Organised by the Civil Service Club, the CSC Run by the Bay is an annual event that promotes a healthy lifestyle amongst public officers as well as the community in general. It is a key event in the Games Calendar of the Civil Service STAR (Staff Team-up for Active sports and Recreation).
The run took place at The Float @ Marina Bay
This year’s CSC Run took place this morning at The Float @ Marina Bay with more than 3,500 runners participating. There were three individual categories – a brand new 21.1km competitive run, as well as a 10km competitive and a 5km fun run. To promote team bonding, there was also a 10km Mixed Relay category.
The guest of honour at the event had been Mr Loh Khum Yean, the Vice President of the Civil Service Club, who also flagged off the 21.1km race.
I took part in the 21.1km category, which had flagged off at 5.00am with more than 1,700 runners.
Still sleepy when I reached the race site
When I got to the race site, it was early and I was still feeling slightly sleepy. But drinking some coffee earlier in the morning, had woke me up a little.
Soon after, I bumped into some friends and we took photos together before subsequently making our way to the starting line with about 15 minutes left to go.
Time for flag-off
And before we knew it, it was time for the run to flag off. The route was an exact reversal from last week’s Great Eastern Women’s Run, which took runners through some iconic Singaporean landmarks such as the Singapore Flyer, Gardens by the Bay and the National Stadium.
During the 21.1km race, I felt that the weather had been quite decent for running – it didn’t feel too hot, thanks to the early starting time. But according to another runner, Doris Loh, it had been quite humid. Said the 51-year-old Admin Executive, who also ran 21.1km, “The weather today was hot and humid especially at the beginning of the race.”
Started the race with the aim of running a personal best
I had started the race running together with the 2-hour pacers, with the aim of beating my personal best, but roughly about 7km into my 21.1km run, I lost them – because I had stopped at one of the hydration stations for a refreshing ice-cold isotonic drink.

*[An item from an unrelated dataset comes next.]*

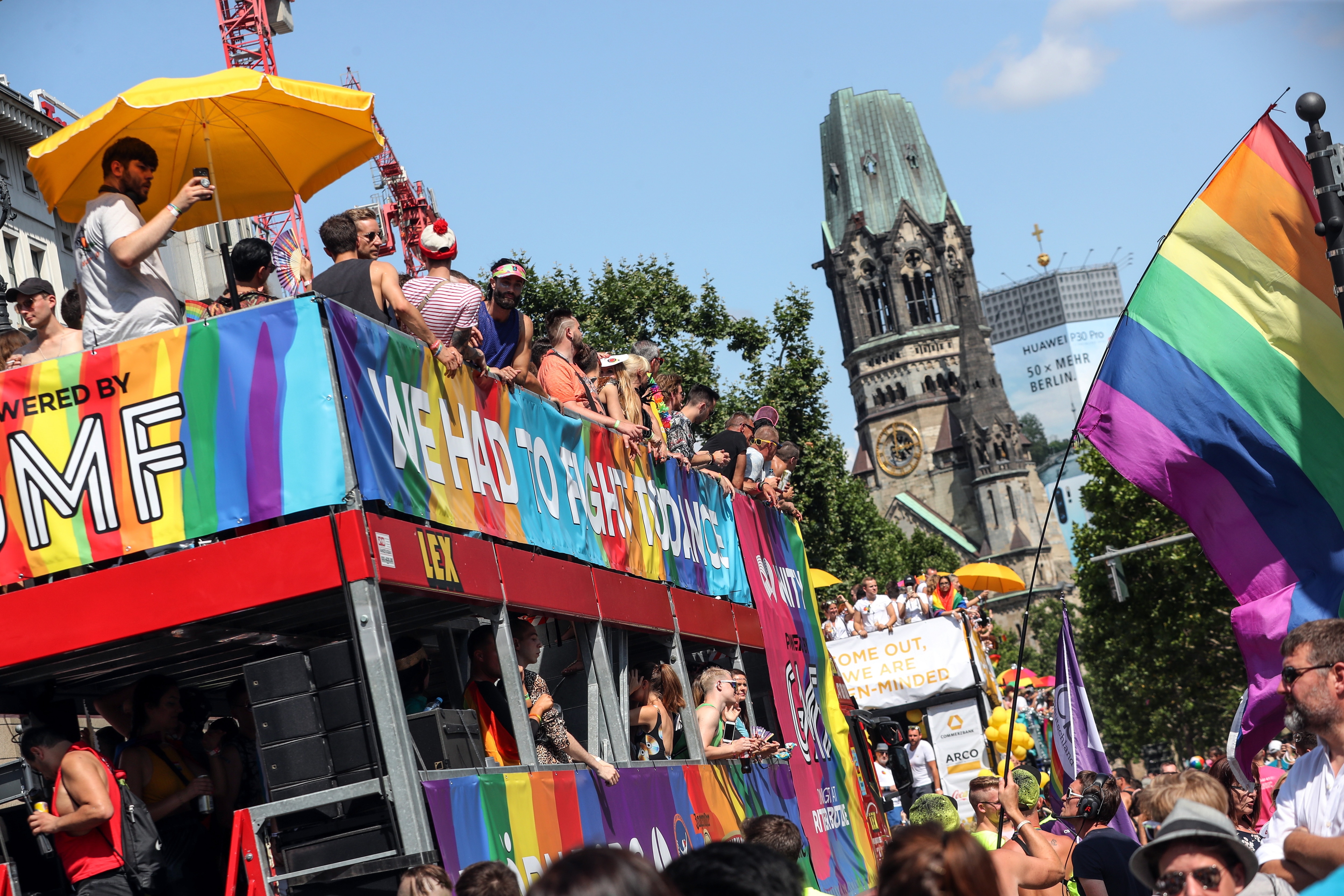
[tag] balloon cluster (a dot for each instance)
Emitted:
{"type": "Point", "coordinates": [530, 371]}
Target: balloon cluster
{"type": "Point", "coordinates": [998, 735]}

From then on, I paced myself. While I hydrated at every drink station, I tried not to stop for too long though, and attempted to remain conscious of the pace that I was running at. But invariably, as the race wore on, I could unconsciously feel my pace slowing – I was relaxing more as I soaked up the sights and sounds of Singapore in the wee hours of the morning. I must admit that following the pacers definitely would have kept me on my toes to run at a certain pace.
Sights were beautiful but some stretches were a little dark
I had thought that a few stretches of the race were pretty dark, such as the Marina East Drive area and the Tanjong Rhu areas and I watched my steps here to ensure that I didn’t trip and lose my balance. But apart from that, I felt that the city route had been pretty good and that the race was rather well organised, with ample hydration stations for runners too.
And the view of the brightly lit iconic Singapore National Stadium dome in the wee hours of the morning – at about 12km to 13km into my run, had been a pretty majestic sight. It is definitely fitting to be running past Singapore’s crown jewel in the sporting scene – in a running race.
An easy run due to lack of slopes
For Loh, it had been a pretty easy run for her, primarily due to the lack of slopes along the route. She said, “Basically I think that it was an easy run today. I liked it because I do not like slopes.”
Continued Loh, “As a result, I improved slightly from my 21.1km run last week at the Great Eastern Women’s Run, though I had slowed down a little bit from about 17km onwards.”
But overall she is still quite happy with her performance though.
Last stretch brought us to Suntec City and Nicoll Highway
The final part of the run brought us towards Suntec City and then the Nicoll Highway area before heading back to the Marina Bay Floating Platform. As I saw the final few kilometre markers, I increased my pace slightly and simply focused on reaching the finishing line. The kilometres ticked by quickly.
Finishing the 21.1km race
Then the finishing arch was up there, right ahead of me. I ran through it before taking a few seconds to catch my breath.
I then headed towards the finisher’s area to collect my medal and tee shirt. It was a pleasant surprise to be greeted with an cold, wet towel too, which I gratefully accepted to cool me down after the run.
I then made a bee-line towards the Milo van to hydrate myself with my all-time favourite drink, before catching up with a few of my friends.
Thank you CSC for the opportunity to take part in this race!